And yet, at that moment, when the suffering should have been greatest, it looked — somehow — an awful lot like Juventus was enjoying itself. Chiellini and Barzagli, backed into a corner and straining every sinew, seemed to be having fun.
“That is the kind of players they are,” their coach, Massimiliano Allegri, said after his team had held off Tottenham for the 2-1 victory. “The problem is that Chiellini is 34 and Barzagli is 37. That is difficult for us.”
In the first leg of this tie three weeks ago, Juventus allowed Tottenham off the ropes in Turin. The Italians scored twice in the first 10 minutes, missed a penalty, and then ended up tying, 2-2. It was heralded as conclusive proof that this team was locked into an unavoidable decline.
The supporting evidence was compelling. Leonardo Bonucci, the most elegant member of its fabled defensive line, had left for A.C. Milan last summer, after a second defeat in three years in the Champions League final. In November, Buffon and Chiellini were unable to help Italy qualify for the World Cup finals.
For the first time, almost, in living memory, Juventus was not unquestionably the best team in Italy’s Serie A: It was being seriously challenged by Napoli, playing the sort of swashbuckling soccer that seemed completely beyond Allegri’s team and doing it so well that it seemed destined to win its first title in 30 years.
Time seemed to be catching up with Juventus, at last. That it was unable to keep up with Pochettino’s intense Tottenham team in Turin simply exposed that to a wider audience. For an hour or so at Wembley, the same message was reinforced. Tottenham created a raft of chances, finally scoring one through Son, and Juventus looked, well, shot.
Dybala and Douglas Costa provided some reason for optimism, but those moments were relatively rare. Even the vast bank of Juventus fans who had traveled to London seemed peculiarly quiet. This club’s mythology centers on its ability to win from almost any position — fino alla fine, as its motto goes, “until the end” — but even its fans seemed to have accepted that this was a step too far.
All of those worries remain true, of course. Juventus is not quite what it was; it is not as strong a team as last year, or as strong a team as in 2015, when it lost to Barcelona in the Champions League final. Buffon, Barzagli and Chiellini are not immortal.
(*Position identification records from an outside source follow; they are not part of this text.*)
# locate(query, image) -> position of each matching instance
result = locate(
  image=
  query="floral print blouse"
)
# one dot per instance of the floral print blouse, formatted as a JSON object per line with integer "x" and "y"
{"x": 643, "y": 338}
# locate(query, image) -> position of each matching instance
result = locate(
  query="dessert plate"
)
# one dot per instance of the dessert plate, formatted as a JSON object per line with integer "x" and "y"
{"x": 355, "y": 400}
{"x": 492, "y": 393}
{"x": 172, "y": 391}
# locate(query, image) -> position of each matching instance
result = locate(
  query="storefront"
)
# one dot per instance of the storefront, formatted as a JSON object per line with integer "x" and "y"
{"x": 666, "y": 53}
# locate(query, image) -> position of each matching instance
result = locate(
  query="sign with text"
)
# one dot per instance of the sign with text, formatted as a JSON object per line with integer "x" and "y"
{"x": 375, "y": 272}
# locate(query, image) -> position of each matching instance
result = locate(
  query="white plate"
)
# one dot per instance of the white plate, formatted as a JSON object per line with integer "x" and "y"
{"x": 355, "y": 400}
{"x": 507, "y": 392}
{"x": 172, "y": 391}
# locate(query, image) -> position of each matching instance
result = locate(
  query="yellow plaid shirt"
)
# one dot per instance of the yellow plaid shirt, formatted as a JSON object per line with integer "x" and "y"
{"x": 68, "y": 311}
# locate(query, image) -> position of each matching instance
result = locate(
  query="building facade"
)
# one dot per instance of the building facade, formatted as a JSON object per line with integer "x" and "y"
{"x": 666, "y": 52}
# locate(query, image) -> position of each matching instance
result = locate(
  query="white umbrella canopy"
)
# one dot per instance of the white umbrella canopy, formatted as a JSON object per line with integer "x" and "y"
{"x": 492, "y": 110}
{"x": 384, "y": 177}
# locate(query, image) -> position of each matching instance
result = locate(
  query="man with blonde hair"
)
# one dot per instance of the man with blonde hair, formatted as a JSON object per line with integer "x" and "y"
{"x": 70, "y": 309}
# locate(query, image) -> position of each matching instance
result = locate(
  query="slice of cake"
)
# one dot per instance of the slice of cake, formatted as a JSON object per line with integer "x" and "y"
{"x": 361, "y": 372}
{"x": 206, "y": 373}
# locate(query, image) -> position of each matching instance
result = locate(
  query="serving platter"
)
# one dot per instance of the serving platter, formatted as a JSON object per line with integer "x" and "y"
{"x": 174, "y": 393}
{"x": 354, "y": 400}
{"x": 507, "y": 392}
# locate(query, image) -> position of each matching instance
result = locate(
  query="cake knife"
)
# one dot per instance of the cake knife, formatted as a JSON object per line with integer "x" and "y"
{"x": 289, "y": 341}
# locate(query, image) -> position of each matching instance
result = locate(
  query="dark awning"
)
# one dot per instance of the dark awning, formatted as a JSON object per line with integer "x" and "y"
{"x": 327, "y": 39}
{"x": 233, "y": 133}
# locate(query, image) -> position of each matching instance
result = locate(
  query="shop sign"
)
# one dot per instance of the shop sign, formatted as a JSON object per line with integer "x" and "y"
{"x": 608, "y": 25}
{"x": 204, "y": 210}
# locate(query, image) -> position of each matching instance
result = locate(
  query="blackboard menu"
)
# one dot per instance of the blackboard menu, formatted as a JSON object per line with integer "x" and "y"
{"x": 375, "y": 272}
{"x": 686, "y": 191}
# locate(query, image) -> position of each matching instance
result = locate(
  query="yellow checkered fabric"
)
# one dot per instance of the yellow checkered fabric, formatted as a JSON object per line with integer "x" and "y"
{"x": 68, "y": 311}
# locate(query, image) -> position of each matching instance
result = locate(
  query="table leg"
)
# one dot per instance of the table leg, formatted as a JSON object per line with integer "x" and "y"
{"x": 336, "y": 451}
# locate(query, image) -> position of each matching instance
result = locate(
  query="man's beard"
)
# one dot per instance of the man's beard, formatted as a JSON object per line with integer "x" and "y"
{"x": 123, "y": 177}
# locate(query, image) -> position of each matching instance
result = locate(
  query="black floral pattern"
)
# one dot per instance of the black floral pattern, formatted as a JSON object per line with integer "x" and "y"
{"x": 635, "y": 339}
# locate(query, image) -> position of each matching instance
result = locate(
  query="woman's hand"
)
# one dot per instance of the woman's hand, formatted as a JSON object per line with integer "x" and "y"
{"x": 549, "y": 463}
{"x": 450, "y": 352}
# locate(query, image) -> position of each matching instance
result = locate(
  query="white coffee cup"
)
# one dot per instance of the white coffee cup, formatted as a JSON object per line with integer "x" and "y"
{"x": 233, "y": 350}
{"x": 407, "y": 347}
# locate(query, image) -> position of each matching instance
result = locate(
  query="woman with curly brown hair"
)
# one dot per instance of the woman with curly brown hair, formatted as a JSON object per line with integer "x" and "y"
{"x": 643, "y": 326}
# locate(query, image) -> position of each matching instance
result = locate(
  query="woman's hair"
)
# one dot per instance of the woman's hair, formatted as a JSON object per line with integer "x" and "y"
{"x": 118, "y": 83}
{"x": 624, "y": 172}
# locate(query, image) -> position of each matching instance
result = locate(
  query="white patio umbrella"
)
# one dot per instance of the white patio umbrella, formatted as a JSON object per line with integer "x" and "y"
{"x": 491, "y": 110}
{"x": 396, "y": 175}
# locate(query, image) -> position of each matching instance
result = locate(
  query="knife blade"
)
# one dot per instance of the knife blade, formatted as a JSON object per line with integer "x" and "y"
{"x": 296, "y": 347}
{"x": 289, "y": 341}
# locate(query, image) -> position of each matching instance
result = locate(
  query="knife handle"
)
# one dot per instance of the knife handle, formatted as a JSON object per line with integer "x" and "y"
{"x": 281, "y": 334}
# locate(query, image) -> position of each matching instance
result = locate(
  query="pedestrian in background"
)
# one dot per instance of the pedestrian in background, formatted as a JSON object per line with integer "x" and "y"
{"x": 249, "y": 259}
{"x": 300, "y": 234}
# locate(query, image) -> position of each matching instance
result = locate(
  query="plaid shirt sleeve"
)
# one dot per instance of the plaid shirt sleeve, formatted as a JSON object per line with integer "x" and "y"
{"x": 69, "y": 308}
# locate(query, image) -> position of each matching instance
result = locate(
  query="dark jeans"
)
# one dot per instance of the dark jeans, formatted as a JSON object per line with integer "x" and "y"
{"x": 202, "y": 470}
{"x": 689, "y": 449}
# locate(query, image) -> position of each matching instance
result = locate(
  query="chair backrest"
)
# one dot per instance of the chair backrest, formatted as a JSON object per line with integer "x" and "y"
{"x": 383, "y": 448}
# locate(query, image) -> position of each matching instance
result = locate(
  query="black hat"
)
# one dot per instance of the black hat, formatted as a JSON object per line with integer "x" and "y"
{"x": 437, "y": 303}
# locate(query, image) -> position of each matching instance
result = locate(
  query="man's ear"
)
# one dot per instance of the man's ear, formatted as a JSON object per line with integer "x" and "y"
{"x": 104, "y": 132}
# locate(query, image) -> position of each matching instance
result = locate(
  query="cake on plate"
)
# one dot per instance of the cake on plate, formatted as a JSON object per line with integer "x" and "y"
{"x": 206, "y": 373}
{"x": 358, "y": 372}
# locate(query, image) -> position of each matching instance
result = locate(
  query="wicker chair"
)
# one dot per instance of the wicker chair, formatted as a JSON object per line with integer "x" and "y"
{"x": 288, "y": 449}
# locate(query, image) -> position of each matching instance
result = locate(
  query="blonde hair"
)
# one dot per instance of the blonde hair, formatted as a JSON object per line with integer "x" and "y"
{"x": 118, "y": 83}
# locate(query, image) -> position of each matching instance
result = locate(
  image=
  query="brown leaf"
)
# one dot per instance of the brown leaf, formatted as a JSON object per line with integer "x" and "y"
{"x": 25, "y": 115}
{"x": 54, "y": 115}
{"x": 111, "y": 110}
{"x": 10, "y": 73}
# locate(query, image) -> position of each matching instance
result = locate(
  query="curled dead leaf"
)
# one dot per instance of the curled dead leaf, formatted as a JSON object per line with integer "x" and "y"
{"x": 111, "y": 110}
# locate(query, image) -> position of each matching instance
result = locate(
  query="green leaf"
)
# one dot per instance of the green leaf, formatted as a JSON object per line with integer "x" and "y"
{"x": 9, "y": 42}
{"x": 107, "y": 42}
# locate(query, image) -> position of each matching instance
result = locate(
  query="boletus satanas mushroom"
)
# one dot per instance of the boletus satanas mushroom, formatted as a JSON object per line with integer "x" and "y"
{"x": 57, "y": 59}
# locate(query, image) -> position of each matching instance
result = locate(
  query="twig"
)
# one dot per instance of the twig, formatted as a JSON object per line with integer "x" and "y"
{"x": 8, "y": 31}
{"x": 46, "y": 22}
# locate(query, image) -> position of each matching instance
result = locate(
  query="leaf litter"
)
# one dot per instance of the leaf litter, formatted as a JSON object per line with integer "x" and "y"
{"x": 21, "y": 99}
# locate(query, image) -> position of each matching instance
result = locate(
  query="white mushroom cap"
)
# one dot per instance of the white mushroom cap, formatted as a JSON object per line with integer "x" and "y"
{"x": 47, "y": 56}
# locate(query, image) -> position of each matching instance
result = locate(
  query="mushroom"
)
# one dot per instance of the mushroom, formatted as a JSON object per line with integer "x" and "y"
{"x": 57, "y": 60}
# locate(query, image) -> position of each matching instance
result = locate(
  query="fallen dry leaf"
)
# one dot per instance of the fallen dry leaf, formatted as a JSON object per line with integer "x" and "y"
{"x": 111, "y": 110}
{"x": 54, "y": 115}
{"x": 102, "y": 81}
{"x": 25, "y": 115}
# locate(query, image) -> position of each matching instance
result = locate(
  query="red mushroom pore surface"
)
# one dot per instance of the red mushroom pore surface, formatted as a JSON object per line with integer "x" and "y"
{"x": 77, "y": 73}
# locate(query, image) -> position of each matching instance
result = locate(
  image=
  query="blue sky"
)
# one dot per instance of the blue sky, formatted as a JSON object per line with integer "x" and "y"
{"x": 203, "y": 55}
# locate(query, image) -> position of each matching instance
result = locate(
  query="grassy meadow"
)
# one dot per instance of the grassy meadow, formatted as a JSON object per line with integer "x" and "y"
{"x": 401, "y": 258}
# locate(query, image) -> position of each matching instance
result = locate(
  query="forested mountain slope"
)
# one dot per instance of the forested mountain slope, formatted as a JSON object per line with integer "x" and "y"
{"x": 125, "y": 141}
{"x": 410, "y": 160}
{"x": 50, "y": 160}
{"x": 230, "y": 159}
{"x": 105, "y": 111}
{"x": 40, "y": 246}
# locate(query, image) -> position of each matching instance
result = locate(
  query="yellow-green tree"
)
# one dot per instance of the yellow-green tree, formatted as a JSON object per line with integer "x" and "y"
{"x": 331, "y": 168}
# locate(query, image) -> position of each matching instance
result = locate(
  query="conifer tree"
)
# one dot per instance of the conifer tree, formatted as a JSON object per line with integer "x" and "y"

Their sheen will fade with time.
Underneath it, though, they have not changed. Beneath the mottled surface, they are still iron, and it is that which carried them through: their refusal to wilt; the wisdom that is measured in battle scars; and, yes, their relish for the fight.
It was there when Chiellini made a last-ditch challenge, and Buffon grabbed him by the scruff of his neck in sheer, screaming delight. It was there when Barzagli beat Alli, almost half his age, to the ball as it bounced along the goal-line in the final minute, and thundered it high into the sky. It was there when Buffon fell on a cross, right at the last, and Chiellini pummeled him with punches in celebration. They are not just good at this, not just at home when they are doing it. They are having fun, too.
Whether it is enough to erase the pain of last year, when Juventus lost in the final to Real Madrid, compacting what increasingly looks like a curse in this competition, is hard to say. Manchester City, Barcelona, Bayern Munich and Real Madrid would all believe they can beat Juventus, which has lost seven European Cup finals. A level below, Liverpool and Manchester United would not necessarily be filled with fear, either. They would feel that this is an aging side, one a little past its best, one in need of rejuvenation.
And they would feel all that with some justification. Juventus is not what it was. But what it is should not be underestimated. Wizened and grizzled, tough and smart, not just ready for battle but positively looking forward to it. It is one thing to endure an onslaught and come through unscathed. It is quite another to smile as the blows rain down.
It is how Juventus reacts when it is threatened that makes it so dangerous. In those last few minutes, its players would have been forgiven for feeling that the clock was standing still, for wishing that it would move just a little faster. They did not give that impression, though. They looked, instead, like a team that always has time on its side.